This week’s Creative Writing Class assignment is to write autobiographical fiction that is filled with lies. I approached this as imagining what things in my life might look like in an alternative universe where my parents stayed together and had those four kids my mother always wanted and if I had stayed in Boston for grad school instead of moving to Philadelphia. Hope you enjoy.
I stand at the open bedroom window looking out at the backyard below. It is a beautiful October day. The air crisp and cool and the trees a riot of orange, red and yellow.

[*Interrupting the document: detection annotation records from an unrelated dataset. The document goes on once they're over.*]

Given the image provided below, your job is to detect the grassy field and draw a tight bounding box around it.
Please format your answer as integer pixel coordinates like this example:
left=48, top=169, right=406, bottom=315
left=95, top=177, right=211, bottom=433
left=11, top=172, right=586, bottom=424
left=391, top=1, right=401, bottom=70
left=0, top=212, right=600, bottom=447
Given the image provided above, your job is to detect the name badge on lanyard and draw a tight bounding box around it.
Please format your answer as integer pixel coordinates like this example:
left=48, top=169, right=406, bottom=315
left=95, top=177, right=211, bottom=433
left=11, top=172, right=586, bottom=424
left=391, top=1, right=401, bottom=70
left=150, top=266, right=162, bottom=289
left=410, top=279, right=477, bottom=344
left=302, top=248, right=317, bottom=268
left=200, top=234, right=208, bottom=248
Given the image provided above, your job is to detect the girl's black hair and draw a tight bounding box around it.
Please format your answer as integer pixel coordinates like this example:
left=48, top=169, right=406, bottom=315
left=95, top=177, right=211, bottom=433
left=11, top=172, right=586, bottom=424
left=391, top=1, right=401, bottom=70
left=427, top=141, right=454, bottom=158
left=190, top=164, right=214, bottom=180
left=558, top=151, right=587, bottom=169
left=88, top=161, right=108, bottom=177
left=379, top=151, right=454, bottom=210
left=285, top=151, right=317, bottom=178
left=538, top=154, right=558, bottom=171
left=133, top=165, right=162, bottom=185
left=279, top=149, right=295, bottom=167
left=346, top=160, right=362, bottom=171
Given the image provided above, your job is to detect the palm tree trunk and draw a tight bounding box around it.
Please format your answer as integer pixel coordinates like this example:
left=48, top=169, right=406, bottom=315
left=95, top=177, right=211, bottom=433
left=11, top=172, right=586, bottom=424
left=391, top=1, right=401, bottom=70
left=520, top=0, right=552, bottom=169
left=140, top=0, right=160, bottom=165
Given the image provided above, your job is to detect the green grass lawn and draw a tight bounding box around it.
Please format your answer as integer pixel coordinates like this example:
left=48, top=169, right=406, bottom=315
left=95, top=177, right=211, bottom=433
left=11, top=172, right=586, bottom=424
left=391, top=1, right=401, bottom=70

I am surprised at the butterflies in my stomach, a mixture of excitement and nerves. I have been looking forward to this day for months and now that it is finally here everything feels like it is moving too fast and I want to slow it down.
“You look beautiful,” my sister Charlotte says, putting her arm around my shoulders. She is stunning in emerald green, her hair piled loosely on top of her head. She has always been the family beauty, her heart as radiant as her skin. “Ready to get this show on the road?”
I nod my head and turn to check myself in the mirror one last time. Not out of vanity but more a reality check. The white chiffon dress is simple but elegant floating out around me. I don’t quite recognize myself—I look like an actress in those glamorous 1930’s movies we used to watch together as kids. Charlotte interrupts my reverie to hand me my bouquet of vivid fall mums and dark greenery.
“Do you have the ring?!” I ask Charlotte, raising an eyebrow. Char is known for misplacing her cell phone and keys on a regular basis. It was my idea to attach the ring to her bouquet with a ribbon, assuming that it would be much harder for her to lose something the size of a bouquet.
“See?” She holds her bouquet up for my inspection so that I can see the wedding band securely tied to the bouquet. “I’ve got this.” She gives me a quick hug before offering me her arm as we exit the bedroom.
Charles and Jeff are waiting for us at the bottom of the stairs. Jeff is pulling at the collar of his shirt, looking awkward and uncomfortable in his suit. He would much rather be in his usual uniform of jeans and a flannel shirt and I love him for agreeing to wear the “monkey suit.” I have promised him that he can lose the jacket and tie the moment the pictures are done.
Charles on the other hand looks born to be dressed like this. He looks damn good in his well-cut suit and tie and knows it. I smile at my brothers before I ruffle Jeff’s hair affectionately, earning a scowl, and accept Charles’ hug. “Looking good Magpie,” I smile at the old nickname, bestowed because of my childhood habit of collecting shells and sea glass, bird feathers, glittering rocks and shiny objects I found.
It is just the four of us for a moment, standing at the bottom of the stairs of my aunt’s house. I am filled with love and gratitude that my siblings are here to stand beside me today. It has just been the four of us these last five years but our lives are busy and we rarely are alone together anymore. Their support means the world to me. Suddenly our cousin Claudine pops her head into the hallway and says, “Everyone’s ready.”
I look one last time at my siblings before looping my arms with Charles and Jeff as Charlotte leads us out to the yard where the big white tent and rows of chairs are set up, filled with friends and family. On queue, my friend Daniel pushes play on the sound system and Handel’s Water Music starts to fill the yard. Charlotte proceeds us as both my brothers walk me slowly along the left aisle of the chairs. Out of the corner of my eye, I see that our walk is mirrored on the right side of the aisle but I don’t want to look until we meet face to face in front of the guests. I want that moment to take my breath away.
And it does. Shireen is gorgeous in her red wedding sari, her skin glowing, her eyes sparkling and full of welcome. Once our eyes meet everything else fades away. She is my heart, my home. She suddenly notices my shoes—converse sneakers covered in silver sequins- and starts to laugh and looks at me with affection. As I take her hand and look deeply into her beautiful brown eyes, I realize that the butterflies are gone. I am exactly where I want to be.